改訂新版 世界大百科事典 「オクトドン」の意味・わかりやすい解説
オクトドン
degu
Octodon degus
デグーともいう。齧歯(げつし)目オクトドン科のネズミに似た哺乳類。ペルー西部とチリの標高1200m以下の草原や丘陵地に分布。体長15cm,尾長12cm前後,頭は長く大きく,耳介はほとんど裸出する。前足に4指,後足に5指があり,足の指には剛毛があって鋭いつめを覆っている。体毛は柔らかく,まばらに長毛を混生,尾の毛は先へしだいに長くなり,先のほう1/3では黒い毛の房を形成する。体の背面は灰色ないし褐色,ときに橙色を帯び,目のまわりと腹面は黄白色。岩の裂け目,根の間,他の動物の穴などにすみ,敵が近づくと尾を立てて走り穴に逃げ込む。ときには低い木に登るが,おもに地上で昼間活動し,球根,樹皮,サボテンなどを食べる。年数回,1腹1~10子を生む。乳は4対あり,生後3週で離乳する。尾をつかまえると,皮を残して逃げ,後で尾の裸出した部分を自分でかみ取る。
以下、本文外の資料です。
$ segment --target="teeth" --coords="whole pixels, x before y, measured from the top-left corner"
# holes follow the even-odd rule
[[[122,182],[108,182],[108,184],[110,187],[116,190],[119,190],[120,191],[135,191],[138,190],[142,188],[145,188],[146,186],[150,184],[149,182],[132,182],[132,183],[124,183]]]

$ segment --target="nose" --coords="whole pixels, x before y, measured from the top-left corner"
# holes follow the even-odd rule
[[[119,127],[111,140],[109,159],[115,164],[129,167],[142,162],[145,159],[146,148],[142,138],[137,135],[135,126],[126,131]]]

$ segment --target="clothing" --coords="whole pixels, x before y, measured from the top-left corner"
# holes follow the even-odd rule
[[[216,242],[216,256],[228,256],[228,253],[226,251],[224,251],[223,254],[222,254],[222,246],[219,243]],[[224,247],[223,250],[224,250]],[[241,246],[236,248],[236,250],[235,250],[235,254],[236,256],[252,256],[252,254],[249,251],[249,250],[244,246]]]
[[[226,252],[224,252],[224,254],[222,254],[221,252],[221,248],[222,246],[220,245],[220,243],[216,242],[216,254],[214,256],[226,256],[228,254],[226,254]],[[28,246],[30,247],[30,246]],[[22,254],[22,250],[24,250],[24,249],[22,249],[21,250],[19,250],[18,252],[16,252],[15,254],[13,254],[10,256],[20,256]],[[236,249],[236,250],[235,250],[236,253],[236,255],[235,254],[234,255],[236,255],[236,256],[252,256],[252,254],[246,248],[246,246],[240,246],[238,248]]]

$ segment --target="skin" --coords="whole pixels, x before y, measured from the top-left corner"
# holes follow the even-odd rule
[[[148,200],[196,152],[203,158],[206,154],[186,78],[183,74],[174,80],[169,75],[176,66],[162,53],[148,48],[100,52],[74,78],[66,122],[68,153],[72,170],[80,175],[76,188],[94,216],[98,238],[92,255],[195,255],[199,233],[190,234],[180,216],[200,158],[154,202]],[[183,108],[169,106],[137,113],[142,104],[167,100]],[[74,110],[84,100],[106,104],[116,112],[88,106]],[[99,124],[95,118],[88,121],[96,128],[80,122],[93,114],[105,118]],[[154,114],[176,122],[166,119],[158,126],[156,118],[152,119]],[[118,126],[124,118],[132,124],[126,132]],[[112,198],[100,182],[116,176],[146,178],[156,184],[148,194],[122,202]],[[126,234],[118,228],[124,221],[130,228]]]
しかし尾は再生はしない。チリの山地,草原にすむボリ(フサオデグー)Octodontomys gliroides(英名mountain degu/bori)は,体長,尾長とも18cm前後,毛が柔らかく密でチンチラに似る。チリの標高3000mまでの山地にすむコルロSpalacopus cyanus(英名coruro)は尾が短く4~5cm,体長14~16cm,耳介が小さく,前足のつめが長く,みずから長い穴を掘って生活する。オクトドン科はツコツコ,フチア,ヌートリアなどに近縁の原始的な南アメリカの齧歯類で,北アメリカのパラミスから降下したものと考えられ,漸新世後期に早くも姿を現している。